O quarto estava vazio. Completamente vazio. O berço, a cómoda, a caixa de brinquedos... tudo tinha desaparecido. As paredes, antes decoradas com autocolantes de animais, estavam nuas e brancas.
O ar foi-me arrancado dos pulmões.
"O que... o que é que fizeram?" virei-me para ela, a minha voz a tremer pela primeira vez.
"Eu arrumei tudo," disse a Sra. Helena, com um ar de superioridade. "Era preciso tirar estas coisas daqui. Não te faz bem ficares a olhar para elas."

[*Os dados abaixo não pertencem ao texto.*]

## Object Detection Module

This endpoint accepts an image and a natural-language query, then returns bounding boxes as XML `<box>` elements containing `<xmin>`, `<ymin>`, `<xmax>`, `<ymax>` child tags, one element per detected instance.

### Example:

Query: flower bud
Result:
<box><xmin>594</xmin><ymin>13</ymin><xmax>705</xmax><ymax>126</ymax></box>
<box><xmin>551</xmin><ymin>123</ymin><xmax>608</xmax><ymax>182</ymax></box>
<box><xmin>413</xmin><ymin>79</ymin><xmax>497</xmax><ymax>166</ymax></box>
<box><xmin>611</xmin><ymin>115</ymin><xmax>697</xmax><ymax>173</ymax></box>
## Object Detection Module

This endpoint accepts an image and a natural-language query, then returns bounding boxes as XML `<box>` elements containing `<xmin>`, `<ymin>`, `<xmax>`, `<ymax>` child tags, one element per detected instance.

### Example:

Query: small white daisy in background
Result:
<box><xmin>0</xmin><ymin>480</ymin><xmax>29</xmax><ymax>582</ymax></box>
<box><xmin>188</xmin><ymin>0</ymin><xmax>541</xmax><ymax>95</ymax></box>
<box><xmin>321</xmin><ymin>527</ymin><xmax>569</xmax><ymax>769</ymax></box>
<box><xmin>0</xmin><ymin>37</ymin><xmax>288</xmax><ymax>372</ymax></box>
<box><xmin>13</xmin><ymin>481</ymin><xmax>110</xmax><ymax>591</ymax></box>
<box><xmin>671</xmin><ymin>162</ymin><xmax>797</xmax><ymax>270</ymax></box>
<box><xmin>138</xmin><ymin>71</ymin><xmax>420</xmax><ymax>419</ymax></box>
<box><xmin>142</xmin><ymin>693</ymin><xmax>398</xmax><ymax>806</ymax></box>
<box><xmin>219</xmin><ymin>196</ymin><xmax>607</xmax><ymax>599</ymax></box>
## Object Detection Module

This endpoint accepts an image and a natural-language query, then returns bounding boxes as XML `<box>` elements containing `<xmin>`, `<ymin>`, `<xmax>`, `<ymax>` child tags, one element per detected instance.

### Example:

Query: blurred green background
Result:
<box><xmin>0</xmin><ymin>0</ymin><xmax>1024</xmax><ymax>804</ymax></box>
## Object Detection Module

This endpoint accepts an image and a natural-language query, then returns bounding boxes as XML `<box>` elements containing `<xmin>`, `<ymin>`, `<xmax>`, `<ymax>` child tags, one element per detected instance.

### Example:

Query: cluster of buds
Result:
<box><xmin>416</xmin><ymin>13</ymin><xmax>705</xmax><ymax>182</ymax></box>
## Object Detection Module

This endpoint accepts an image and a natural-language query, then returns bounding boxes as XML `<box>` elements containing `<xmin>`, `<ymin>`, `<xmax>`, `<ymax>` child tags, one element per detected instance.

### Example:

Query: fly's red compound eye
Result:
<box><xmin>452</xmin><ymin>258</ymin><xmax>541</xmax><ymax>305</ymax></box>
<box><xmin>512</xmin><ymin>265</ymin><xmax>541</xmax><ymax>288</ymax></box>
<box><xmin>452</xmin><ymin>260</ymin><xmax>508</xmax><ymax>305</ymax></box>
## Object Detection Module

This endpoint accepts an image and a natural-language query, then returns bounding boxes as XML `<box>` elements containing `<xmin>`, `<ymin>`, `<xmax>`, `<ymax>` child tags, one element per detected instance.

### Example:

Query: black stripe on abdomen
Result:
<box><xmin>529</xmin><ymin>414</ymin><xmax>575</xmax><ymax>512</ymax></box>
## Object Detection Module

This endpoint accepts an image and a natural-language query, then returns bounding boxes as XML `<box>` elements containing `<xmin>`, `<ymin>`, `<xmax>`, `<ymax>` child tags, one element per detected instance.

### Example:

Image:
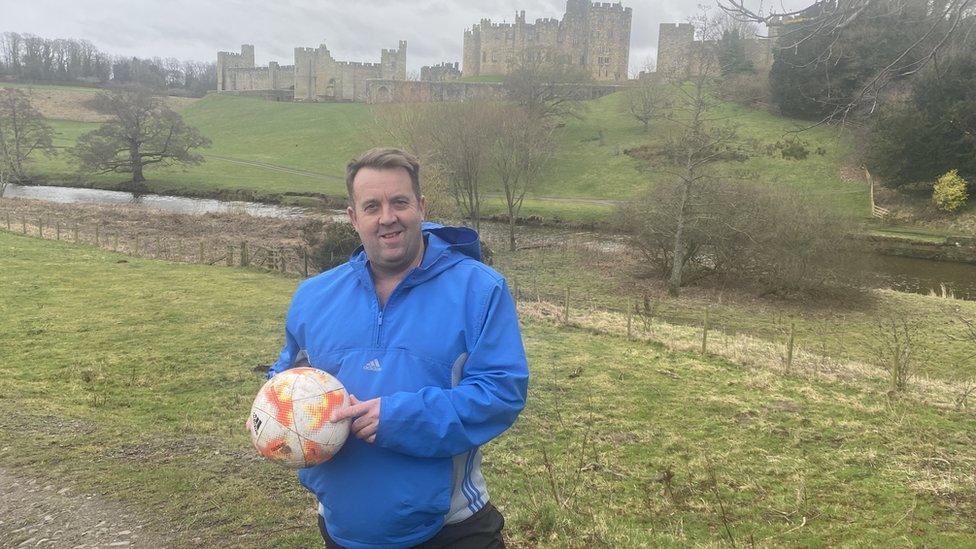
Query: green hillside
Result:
<box><xmin>0</xmin><ymin>231</ymin><xmax>976</xmax><ymax>548</ymax></box>
<box><xmin>21</xmin><ymin>88</ymin><xmax>867</xmax><ymax>217</ymax></box>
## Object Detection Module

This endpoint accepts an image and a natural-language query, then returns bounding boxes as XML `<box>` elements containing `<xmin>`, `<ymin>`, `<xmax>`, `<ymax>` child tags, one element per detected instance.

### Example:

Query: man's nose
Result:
<box><xmin>380</xmin><ymin>205</ymin><xmax>396</xmax><ymax>225</ymax></box>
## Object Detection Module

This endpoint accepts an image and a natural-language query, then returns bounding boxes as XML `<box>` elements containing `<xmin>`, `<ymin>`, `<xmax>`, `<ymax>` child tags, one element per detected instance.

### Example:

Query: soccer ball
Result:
<box><xmin>247</xmin><ymin>367</ymin><xmax>350</xmax><ymax>469</ymax></box>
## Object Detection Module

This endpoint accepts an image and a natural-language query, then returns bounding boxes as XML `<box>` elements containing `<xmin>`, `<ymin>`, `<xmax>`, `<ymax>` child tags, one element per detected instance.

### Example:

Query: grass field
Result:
<box><xmin>19</xmin><ymin>85</ymin><xmax>867</xmax><ymax>221</ymax></box>
<box><xmin>0</xmin><ymin>232</ymin><xmax>976</xmax><ymax>547</ymax></box>
<box><xmin>495</xmin><ymin>245</ymin><xmax>976</xmax><ymax>383</ymax></box>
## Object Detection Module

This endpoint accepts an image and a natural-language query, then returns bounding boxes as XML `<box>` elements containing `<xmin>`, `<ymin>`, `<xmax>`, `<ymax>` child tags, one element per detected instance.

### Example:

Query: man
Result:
<box><xmin>269</xmin><ymin>149</ymin><xmax>528</xmax><ymax>549</ymax></box>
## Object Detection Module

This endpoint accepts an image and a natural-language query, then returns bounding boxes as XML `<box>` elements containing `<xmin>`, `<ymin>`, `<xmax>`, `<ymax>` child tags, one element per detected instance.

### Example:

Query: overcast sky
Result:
<box><xmin>0</xmin><ymin>0</ymin><xmax>813</xmax><ymax>72</ymax></box>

"Arrancaste tudo? Sem me perguntar?"
"Eu sou a avó. E sou mais velha. Eu sei o que é melhor."
O Pedro entrou na conversa, colocando-se ao lado da mãe. "Eva, a mãe só estava a tentar ajudar. Isto é muito difícil para todos nós."
"Difícil para vocês?" A raiva, quente e violenta, finalmente explodiu dentro de mim. "Vocês tiraram as coisas do meu filho! Vocês apagaram-no como se ele nunca tivesse existido!"
"Não fales assim com a minha mãe!" gritou o Pedro.
"Ela não é a minha mãe! E tu és o meu marido! Devias estar do meu lado!"
"Estás a ser irracional! Estás de luto, não estás a pensar com clareza."
"Não me digas como devo sentir-me!" gritei, as lágrimas a escorrerem finalmente pelo meu rosto. "Vocês não têm o direito!"
Virei-me e corri para o nosso quarto, batendo a porta com força. Caí na cama, a soluçar incontrolavelmente. Eles não entendiam. Eles nunca iriam entender. Para eles, o Leo era apenas uma perda. Para mim, ele era o meu mundo inteiro.